One day, David, who was running at full speed, leapt into the air and belly-flopped into a glass cabinet. "He bounced right off, fell back, stood up, shook himself off and told Jacob, `That was fun. You should try it,'" Karen Guzman recalls.
A little while later, the twins walked past an open door and saw a class inside- and they froze. "They just stood there and watched. We all laughed because I don't think I've ever seen them so still, not even sleeping," their mom says.
The next week, it happened again. At home, the boys would mimic the steps they had just seen. The director of the school soon suggested they join a class, and their love affair with dance began.
They endured taunts and teasing, even though they are popular and athletic- both played soccer and tennis and seemed never out of breath. "It's crazy to think about how someone would ridicule you for something you love," Jacob says.
Their onstage talents are as hard to separate as the men themselves. In 2009, Jacob was named America's Teen Male Dancer of the Year. His brother was the runner-up.
"I was so proud. My own brother was the winner," says David.
Jacob had a different reaction: "When I got announced the winner, I was so happy," he says. "But, at the same time, I'm like, `Wow. My brother just fell short of the prize.'"

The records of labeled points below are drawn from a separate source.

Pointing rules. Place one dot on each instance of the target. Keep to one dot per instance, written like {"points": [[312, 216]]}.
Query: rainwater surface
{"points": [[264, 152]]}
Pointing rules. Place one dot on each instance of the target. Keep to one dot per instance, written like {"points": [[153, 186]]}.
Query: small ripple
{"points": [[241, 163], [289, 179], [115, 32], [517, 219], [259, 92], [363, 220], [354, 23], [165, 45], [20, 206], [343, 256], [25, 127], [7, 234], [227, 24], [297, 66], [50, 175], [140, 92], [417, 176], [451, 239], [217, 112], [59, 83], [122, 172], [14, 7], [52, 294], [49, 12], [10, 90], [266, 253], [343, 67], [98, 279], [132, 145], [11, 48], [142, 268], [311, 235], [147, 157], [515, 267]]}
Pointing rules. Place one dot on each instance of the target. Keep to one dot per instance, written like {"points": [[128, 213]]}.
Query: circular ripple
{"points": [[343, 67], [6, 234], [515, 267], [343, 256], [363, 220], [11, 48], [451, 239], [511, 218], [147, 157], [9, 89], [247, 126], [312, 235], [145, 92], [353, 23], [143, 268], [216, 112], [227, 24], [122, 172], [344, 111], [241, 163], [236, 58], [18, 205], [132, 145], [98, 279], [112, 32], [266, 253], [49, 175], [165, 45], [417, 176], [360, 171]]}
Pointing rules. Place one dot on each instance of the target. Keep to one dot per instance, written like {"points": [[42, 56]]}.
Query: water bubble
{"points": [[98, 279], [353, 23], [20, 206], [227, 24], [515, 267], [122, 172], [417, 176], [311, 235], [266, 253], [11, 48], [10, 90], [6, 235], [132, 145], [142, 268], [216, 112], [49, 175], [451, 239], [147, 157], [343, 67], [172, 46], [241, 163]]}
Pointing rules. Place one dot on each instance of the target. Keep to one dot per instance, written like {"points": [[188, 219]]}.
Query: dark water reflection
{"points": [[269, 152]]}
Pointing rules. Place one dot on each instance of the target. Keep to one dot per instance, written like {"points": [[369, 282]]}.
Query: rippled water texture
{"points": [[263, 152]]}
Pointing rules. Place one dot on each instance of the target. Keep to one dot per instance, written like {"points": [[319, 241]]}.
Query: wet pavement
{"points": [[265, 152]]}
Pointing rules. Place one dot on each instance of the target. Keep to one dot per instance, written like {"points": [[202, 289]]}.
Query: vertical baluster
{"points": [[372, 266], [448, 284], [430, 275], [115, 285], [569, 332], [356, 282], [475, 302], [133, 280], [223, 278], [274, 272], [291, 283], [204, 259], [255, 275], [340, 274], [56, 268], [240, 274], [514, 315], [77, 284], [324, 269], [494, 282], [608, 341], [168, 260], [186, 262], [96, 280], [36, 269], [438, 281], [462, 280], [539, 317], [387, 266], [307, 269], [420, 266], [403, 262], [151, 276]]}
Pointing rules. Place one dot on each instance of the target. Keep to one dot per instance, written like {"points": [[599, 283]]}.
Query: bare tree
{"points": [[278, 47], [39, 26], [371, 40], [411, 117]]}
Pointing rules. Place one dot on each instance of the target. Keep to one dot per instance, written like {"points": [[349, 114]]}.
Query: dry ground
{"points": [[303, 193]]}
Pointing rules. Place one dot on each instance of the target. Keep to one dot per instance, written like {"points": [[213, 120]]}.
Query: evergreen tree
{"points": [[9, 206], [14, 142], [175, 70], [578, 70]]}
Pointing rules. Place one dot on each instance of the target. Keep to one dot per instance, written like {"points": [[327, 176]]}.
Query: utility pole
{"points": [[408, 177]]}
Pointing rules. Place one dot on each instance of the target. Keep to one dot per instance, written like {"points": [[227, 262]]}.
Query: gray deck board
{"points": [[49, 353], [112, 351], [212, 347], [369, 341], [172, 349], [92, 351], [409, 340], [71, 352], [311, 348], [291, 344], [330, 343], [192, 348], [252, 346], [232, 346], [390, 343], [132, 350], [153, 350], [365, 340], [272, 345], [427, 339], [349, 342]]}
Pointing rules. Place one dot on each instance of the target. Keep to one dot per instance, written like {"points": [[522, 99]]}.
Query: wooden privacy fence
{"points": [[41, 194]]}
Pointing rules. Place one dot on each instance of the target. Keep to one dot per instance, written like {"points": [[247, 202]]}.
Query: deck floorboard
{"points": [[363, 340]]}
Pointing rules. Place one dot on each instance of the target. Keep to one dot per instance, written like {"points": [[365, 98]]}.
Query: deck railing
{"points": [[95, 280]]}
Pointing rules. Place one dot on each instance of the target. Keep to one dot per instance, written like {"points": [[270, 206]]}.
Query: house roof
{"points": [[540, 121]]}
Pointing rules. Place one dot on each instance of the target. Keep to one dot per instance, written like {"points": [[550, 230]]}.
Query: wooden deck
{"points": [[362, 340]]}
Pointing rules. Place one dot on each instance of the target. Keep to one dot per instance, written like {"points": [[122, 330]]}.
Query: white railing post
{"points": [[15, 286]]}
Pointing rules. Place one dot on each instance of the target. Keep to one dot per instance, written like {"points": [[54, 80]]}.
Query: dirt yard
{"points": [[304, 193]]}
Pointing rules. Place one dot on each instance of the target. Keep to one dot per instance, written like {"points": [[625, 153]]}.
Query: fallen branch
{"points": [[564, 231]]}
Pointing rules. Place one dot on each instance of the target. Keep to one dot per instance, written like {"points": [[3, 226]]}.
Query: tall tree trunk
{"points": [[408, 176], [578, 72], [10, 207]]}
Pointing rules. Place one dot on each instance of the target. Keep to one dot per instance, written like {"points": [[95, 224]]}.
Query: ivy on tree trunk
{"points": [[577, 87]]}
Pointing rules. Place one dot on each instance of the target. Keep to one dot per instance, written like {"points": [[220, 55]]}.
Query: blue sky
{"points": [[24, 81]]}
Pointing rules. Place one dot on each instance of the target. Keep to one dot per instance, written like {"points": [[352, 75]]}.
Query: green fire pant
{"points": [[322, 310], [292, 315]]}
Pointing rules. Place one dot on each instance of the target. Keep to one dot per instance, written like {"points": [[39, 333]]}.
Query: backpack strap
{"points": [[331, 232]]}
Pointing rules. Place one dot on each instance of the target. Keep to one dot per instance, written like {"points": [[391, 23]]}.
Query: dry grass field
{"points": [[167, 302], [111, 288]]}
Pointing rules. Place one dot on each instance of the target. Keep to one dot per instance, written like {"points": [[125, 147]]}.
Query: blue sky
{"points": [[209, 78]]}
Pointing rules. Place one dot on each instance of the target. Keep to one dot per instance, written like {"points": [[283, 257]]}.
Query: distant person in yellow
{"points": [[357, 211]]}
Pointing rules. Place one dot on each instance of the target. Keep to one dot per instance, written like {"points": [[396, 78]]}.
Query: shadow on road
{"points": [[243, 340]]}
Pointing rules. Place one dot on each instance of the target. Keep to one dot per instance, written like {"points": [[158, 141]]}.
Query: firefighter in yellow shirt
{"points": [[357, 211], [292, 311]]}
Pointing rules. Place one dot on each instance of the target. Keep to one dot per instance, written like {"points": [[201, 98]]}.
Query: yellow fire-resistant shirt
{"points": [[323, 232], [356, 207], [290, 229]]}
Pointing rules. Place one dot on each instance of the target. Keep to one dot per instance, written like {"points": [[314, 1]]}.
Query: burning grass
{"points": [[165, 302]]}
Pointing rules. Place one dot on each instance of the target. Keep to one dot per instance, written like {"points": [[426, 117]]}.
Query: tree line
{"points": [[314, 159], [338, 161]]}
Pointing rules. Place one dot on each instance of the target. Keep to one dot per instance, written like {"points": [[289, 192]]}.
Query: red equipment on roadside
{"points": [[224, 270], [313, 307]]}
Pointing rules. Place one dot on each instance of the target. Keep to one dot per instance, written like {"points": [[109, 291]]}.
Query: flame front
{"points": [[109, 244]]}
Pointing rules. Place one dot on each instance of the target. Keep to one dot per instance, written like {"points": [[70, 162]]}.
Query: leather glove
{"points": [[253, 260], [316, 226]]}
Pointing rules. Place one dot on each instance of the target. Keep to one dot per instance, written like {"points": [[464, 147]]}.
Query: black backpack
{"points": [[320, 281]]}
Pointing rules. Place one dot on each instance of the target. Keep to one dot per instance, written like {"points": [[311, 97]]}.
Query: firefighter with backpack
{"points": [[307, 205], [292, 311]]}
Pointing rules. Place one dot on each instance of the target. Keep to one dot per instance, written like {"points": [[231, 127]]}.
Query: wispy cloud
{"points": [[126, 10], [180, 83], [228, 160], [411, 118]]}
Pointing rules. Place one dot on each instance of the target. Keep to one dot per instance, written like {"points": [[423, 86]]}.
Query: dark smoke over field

The next year, David captured the title, which was handed over by his brother. The next year, Jacob won the prestigious title of America's Male Dancer of the Year.
"I think what's great about having a twin like this is I'm pushing him and he's pushing me, so it's forcing us both to be better," says Jacob. "We get to where we can be the best we can be."
`I'M IN THERE'
Jacob and David auditioned for "Newsies," but there was good news and bad news. The good: One of them made it. The bad: Only one of them made it.
The boys declined to find out who had made the cut.
And they declined the offer.
"Obviously there's going to be a point in time where one of us is going to get a job and one of us is not. So we said, `You know, let's finish our senior year and wait until we graduate high school and then we can start splitting up,'" says David. "So we actually turned them down the first time, which is crazy to think about: turning down Broadway."
Producers soon called back with word that two spots had opened up.
"Everything panned out perfectly. We thought once we said no it was going to be like, `That's done with. We'll never hear from them again,'" says Jacob. "But it just happened to work out to our benefit."
The Disney musical is based on the true story of scrappy child newspaper sellers in turn-of-the-century New York who go on strike when the price of papers goes up unfairly. They battle scabs, crooked officials and fearsome strikebreakers carrying metal pipes. The twins jumped aboard last month.
David plays a newsboy called Mush and Jacob plays a scab. Both also sing in the ensemble, no easy feat since they're also dancing to Christopher Gattelli's muscular, Tony Award-winning choreography.
Both carve out time to take their senior classes online and plan to walk with their class this spring for graduation. Then there's college- they'd love to room together- and, hopefully, have a spot in a dance company. Make that two spots.
Neither can brag that he appeared on Broadway first- they're both onstage when the curtain rises. David is listed first in the Playbill, but that doesn't bother Jacob. "I'm in there, so it's good. It doesn't matter where you are," he says, laughing.